🤖 AI Summary
For image-based relocalization in large-scale scenes, existing methods rely on image retrieval or heuristic search, resulting in high computational complexity and substantial memory overhead. This paper introduces a novel paradigm—“visible structure retrieval”—which employs a lightweight neural network to directly predict, in an end-to-end manner, the set of 3D structural points visible from a given input image. By restricting conventional 2D–3D matching to the physically visible subspace, the method eliminates the need for explicit retrieval or hand-crafted heuristics. It jointly leverages structured map priors and a differentiable matching mechanism.
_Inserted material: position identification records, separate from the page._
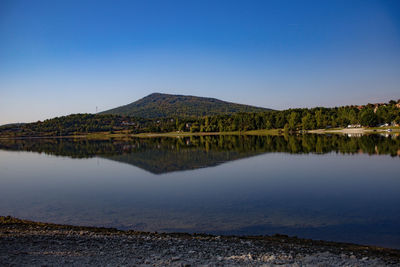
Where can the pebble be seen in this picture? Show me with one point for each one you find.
(35, 246)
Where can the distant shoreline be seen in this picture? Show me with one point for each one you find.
(24, 242)
(122, 135)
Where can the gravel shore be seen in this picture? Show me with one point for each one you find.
(40, 244)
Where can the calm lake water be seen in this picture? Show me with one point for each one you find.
(322, 187)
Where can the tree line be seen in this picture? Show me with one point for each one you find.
(290, 120)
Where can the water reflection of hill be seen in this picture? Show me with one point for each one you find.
(161, 155)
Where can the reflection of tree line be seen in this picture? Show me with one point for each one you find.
(160, 155)
(82, 148)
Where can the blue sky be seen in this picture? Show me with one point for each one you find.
(62, 57)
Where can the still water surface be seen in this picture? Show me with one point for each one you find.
(321, 187)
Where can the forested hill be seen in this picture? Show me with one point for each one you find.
(159, 105)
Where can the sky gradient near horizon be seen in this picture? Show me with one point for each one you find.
(63, 57)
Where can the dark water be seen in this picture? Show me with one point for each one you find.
(321, 187)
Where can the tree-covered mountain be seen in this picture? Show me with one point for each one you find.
(159, 105)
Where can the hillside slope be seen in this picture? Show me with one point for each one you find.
(159, 105)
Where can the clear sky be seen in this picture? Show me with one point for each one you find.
(62, 57)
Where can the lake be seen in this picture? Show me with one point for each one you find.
(329, 187)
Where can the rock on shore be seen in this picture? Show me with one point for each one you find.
(40, 244)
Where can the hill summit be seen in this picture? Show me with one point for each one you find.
(159, 105)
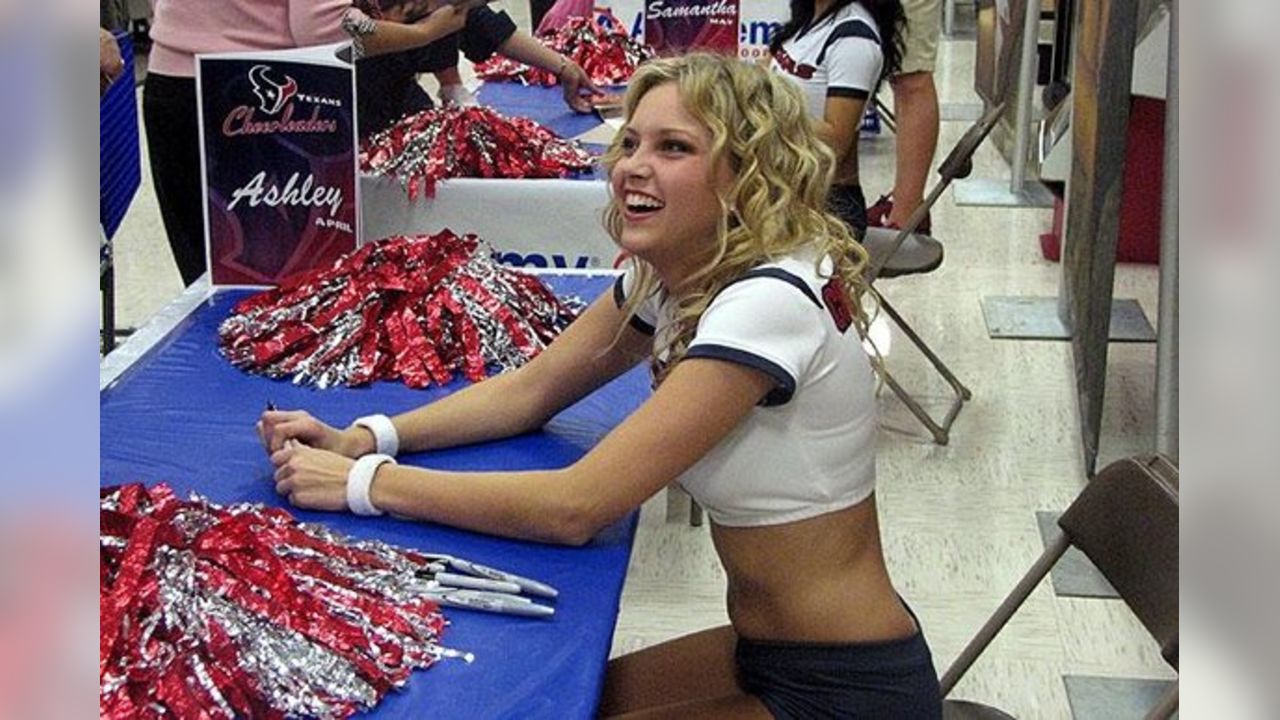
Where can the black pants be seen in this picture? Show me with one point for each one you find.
(800, 680)
(173, 145)
(846, 201)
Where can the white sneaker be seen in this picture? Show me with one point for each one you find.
(457, 95)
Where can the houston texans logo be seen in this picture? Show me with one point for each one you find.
(272, 95)
(789, 64)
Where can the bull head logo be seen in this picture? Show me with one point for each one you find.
(270, 95)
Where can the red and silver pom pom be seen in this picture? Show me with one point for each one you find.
(599, 44)
(210, 611)
(411, 309)
(469, 142)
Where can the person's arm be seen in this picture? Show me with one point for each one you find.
(574, 80)
(853, 65)
(580, 360)
(840, 124)
(392, 37)
(110, 64)
(695, 408)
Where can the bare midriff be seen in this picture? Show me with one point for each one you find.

Evaluated on multiple large-scale benchmarks, our approach achieves state-of-the-art localization accuracy while reducing matching search complexity to near-linear time and cutting memory consumption by approximately 60%. These improvements significantly enhance both relocalization efficiency and scalability.
📝 Abstract
Accurate camera pose estimation from an image observation in a previously mapped environment is commonly done through structure-based methods: by finding correspondences between 2D keypoints on the image and 3D structure points in the map. In order to make this correspondence search tractable in large scenes, existing pipelines either rely on search heuristics, or perform image retrieval to reduce the search space by comparing the current image to a database of past observations. However, these approaches result in elaborate pipelines or storage requirements that grow with the number of past observations. In this work, we propose a new paradigm for making structure-based relocalisation tractable. Instead of relying on image retrieval or search heuristics, we learn a direct mapping from image observations to the visible scene structure in a compact neural network. Given a query image, a forward pass through our novel visible structure retrieval network allows obtaining the subset of 3D structure points in the map that the image views, thus reducing the search space of 2D-3D correspondences. We show that our proposed method enables performing localisation with an accuracy comparable to the state of the art, while requiring lower computational and storage footprint.